Devant le Fouquet’s, Poutou fait le vœu de "dégager Sarkozy en 2012 (Le Monde, 10 janvier 2012)

LEMONDE.FR | 10.01.12 |


Philippe Poutou, ouvrier chez Ford, syndicaliste CGT, a également dénoncé "la grosse escroquerie" de Marine Le Pen.AFP/JEAN-PIERRE MULLER

Accompagné d’une dizaine de militants munis du drapeau du Nouveau parti anticapitaliste, Philippe Poutou, leur candidat à la présidentielle, a présenté, mardi 10 janvier, ses vœux à la presse devant le Fouquet’s, dans le très chic 8e arrondissement de Paris.

"Le Fouquet’s, c’est un symbole, c’est le lieu du crime, là où Sarkozy a fêté sa victoire en 2007, a-t-il expliqué.
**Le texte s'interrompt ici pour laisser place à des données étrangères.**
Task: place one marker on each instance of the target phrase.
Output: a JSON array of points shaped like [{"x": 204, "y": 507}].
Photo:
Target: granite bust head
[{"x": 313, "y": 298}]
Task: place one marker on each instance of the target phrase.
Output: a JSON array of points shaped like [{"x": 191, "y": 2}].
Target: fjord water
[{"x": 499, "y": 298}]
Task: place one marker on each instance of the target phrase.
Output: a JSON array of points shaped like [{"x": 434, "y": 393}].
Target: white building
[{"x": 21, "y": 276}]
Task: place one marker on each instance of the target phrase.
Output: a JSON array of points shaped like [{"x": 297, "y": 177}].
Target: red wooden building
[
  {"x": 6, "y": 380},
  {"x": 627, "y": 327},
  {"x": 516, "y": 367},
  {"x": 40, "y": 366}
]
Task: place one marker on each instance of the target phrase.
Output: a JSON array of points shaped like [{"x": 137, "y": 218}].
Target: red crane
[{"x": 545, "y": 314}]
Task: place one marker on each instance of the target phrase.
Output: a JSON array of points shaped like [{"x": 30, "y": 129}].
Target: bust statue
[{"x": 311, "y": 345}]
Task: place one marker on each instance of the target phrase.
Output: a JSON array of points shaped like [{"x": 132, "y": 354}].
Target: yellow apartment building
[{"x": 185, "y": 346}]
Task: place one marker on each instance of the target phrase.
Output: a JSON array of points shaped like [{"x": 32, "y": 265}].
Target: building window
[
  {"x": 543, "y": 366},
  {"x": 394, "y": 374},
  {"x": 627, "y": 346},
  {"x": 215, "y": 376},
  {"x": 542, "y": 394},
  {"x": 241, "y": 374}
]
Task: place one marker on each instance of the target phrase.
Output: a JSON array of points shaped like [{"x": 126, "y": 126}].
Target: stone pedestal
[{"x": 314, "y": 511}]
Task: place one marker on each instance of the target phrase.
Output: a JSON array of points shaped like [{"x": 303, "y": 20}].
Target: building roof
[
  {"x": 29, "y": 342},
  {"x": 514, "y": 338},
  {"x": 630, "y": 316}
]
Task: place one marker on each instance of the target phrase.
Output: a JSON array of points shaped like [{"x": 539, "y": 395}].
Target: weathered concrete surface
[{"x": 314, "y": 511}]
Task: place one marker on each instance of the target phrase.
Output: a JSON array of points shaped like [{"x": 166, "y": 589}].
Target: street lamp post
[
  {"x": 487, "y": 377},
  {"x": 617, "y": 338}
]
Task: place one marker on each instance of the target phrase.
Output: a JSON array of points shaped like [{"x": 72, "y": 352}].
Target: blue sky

Un de mes vœux, c’est qu’en 2012, Sarkozy et sa bande dégagent !" "Par sa bande, j’entends Morano, Hortefeux et Guéant qui sont tous aussi insupportables les uns que les autres", a-t-il ajouté. "Basta tout ça !" a-t-il lancé.

Le candidat du NPA a particulièrement ciblé le ministre de l’intérieur, Claude Guéant, accusé d’avoir "couvert les violences policières à Clermont-Ferrand" où un jeune homme, tombé dans le coma après son interpellation la nuit de la Saint-Sylvestre, est mort lundi. "On demande un procès et des sanctions", a lancé M. Poutou.

Ce dernier n’a pas non plus ménagé le candidat socialiste, François Hollande, qualifié de "solution de rechange qui n’est pas la bonne solution". Le candidat anticapitaliste a également dénoncé la "grosse escroquerie" de la candidate du Front national, Marine Le Pen, qui s’est attribué le titre de "candidate des ouvriers". "Moi, je suis un ouvrier et je peux vous dire que pas mal de gens ne se retrouvent pas dans ces idées là", a-t-il jugé.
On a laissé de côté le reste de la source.